An aircraft patient information communication apparatus capable of performing emergency treatment of a transported patient while transmitting patient information to a transport destination hospital or the like more easily and obtaining an appropriate treatment instruction is provided. An electrocardiogram (71) and a network camera (74) installed in the aircraft, a server for converting these output signals into data signals for a cellular phone communication network, and a data signal provided in the aircraft via the cellular phone communication network. And an antenna 81 for communicating with the communication destination. [Selection] Figure 2

Description

  The present invention relates to an aircraft patient information communication apparatus.

  Patent Document 1 discloses a remote monitoring medical notification system in which a patient has a wireless electrocardiogram monitoring device, and a mobile phone is connected to the monitoring device to transmit electrocardiogram data to a medical institution when an abnormality occurs. . On the other hand, emergency medical personnel board a helicopter and quickly go to the site, and while using the equipment installed in the helicopter to perform necessary treatment for the patient, the patient is promptly transported to a medical institution or other location. Emergency medical helicopters, or doctor helicopters, are becoming popular.

JP2000-60807

  However, in a conventional doctor helicopter, patient information such as an electrocardiogram or an image of the patient's condition can be transmitted more easily to the destination hospital, etc. There is a growing demand for treatment.
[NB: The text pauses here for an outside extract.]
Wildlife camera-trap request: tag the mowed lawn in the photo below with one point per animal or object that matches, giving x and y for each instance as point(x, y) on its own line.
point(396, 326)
  Therefore, the present invention solves such a problem, and it is possible to carry out emergency treatment of a transported patient while transmitting patient information to a transport destination hospital etc. more easily and obtaining an appropriate treatment instruction. An object is to provide an information communication device.
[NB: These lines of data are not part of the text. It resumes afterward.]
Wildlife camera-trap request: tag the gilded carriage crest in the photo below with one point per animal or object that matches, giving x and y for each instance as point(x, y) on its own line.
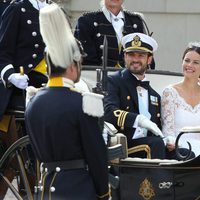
point(146, 190)
point(136, 41)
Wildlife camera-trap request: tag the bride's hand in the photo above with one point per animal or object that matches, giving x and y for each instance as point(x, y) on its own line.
point(170, 147)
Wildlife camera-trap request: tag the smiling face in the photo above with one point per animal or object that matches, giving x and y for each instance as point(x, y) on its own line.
point(137, 62)
point(191, 64)
point(113, 3)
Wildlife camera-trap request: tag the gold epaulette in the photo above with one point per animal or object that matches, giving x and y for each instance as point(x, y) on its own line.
point(121, 116)
point(92, 13)
point(75, 90)
point(135, 13)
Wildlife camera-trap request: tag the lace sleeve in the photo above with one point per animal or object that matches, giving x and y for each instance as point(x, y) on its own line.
point(167, 112)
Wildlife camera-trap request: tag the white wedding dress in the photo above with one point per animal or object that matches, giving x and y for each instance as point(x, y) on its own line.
point(176, 114)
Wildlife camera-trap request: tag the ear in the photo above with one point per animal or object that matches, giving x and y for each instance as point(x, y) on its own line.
point(150, 59)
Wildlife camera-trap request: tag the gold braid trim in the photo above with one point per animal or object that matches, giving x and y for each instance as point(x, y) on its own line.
point(104, 195)
point(43, 183)
point(52, 181)
point(121, 116)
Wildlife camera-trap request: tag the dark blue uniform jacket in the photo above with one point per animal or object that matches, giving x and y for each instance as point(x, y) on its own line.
point(60, 131)
point(121, 103)
point(92, 27)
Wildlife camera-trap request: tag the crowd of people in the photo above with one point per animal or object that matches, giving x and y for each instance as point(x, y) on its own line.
point(62, 122)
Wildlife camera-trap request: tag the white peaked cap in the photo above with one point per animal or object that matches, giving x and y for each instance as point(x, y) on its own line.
point(139, 42)
point(57, 35)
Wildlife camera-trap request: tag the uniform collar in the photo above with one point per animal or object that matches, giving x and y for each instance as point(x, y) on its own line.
point(60, 82)
point(144, 79)
point(38, 4)
point(109, 16)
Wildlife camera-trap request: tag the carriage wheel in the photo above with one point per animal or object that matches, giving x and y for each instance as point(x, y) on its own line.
point(16, 158)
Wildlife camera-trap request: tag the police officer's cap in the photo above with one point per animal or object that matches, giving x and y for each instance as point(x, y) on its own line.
point(139, 42)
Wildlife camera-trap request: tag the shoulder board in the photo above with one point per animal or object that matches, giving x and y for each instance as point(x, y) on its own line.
point(135, 13)
point(93, 104)
point(30, 93)
point(92, 13)
point(75, 90)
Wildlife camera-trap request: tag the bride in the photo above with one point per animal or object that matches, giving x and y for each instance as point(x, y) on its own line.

  In order to achieve the above object, in the first device, the patient information collecting device (71, 74) installed in the aircraft and the output signal of the patient information collecting device (71, 74) are used for a cellular phone communication network. An interface circuit (75) for converting to a data signal, and an antenna (81) provided in the machine body for communicating with a communication destination by the data signal via the mobile phone communication network.
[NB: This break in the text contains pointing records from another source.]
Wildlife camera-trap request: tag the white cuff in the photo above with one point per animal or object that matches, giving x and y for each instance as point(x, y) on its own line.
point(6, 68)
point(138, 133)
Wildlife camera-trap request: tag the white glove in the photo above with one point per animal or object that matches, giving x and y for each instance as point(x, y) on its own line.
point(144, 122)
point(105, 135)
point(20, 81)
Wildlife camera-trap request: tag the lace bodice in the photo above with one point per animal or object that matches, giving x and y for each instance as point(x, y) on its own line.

  In the first device, the interface circuit converts the output signal of the patient information collecting apparatus installed in the aircraft into a data signal for the mobile phone communication network, and the antenna uses the data signal via the mobile phone communication network. Since communication is performed with the communication destination, it is possible to transmit patient information to a communication destination such as a transfer destination hospital more easily and obtain an appropriate treatment instruction to perform emergency treatment of the transfer patient.

  The second device comprises a communication destination designating means (73) provided in the aircraft for designating an information communication destination, and the antenna (81) is located between the communication destination designated by the communication destination designating means (73). It communicates with.

  In the second device, since the communication destination such as the transport destination hospital can be designated by the communication destination designation means, it is possible to more smoothly transmit the patient information and obtain an appropriate treatment instruction.

  In the third device, the patient information collecting device includes an electrocardiograph (71) and a camera (74) for photographing the inside of the apparatus.

  In the third device, the condition of the transported patient can be accurately notified by the output signal of the electrocardiograph and the photographed image of the camera.

  The reference numerals in the parentheses indicate the correspondence with specific means described in the embodiments described later.

  As described above, according to the aircraft patient information communication device of the present invention, patient information can be more easily transmitted to a transport destination hospital or the like, and an emergency treatment of a transport patient can be performed while obtaining an appropriate treatment instruction.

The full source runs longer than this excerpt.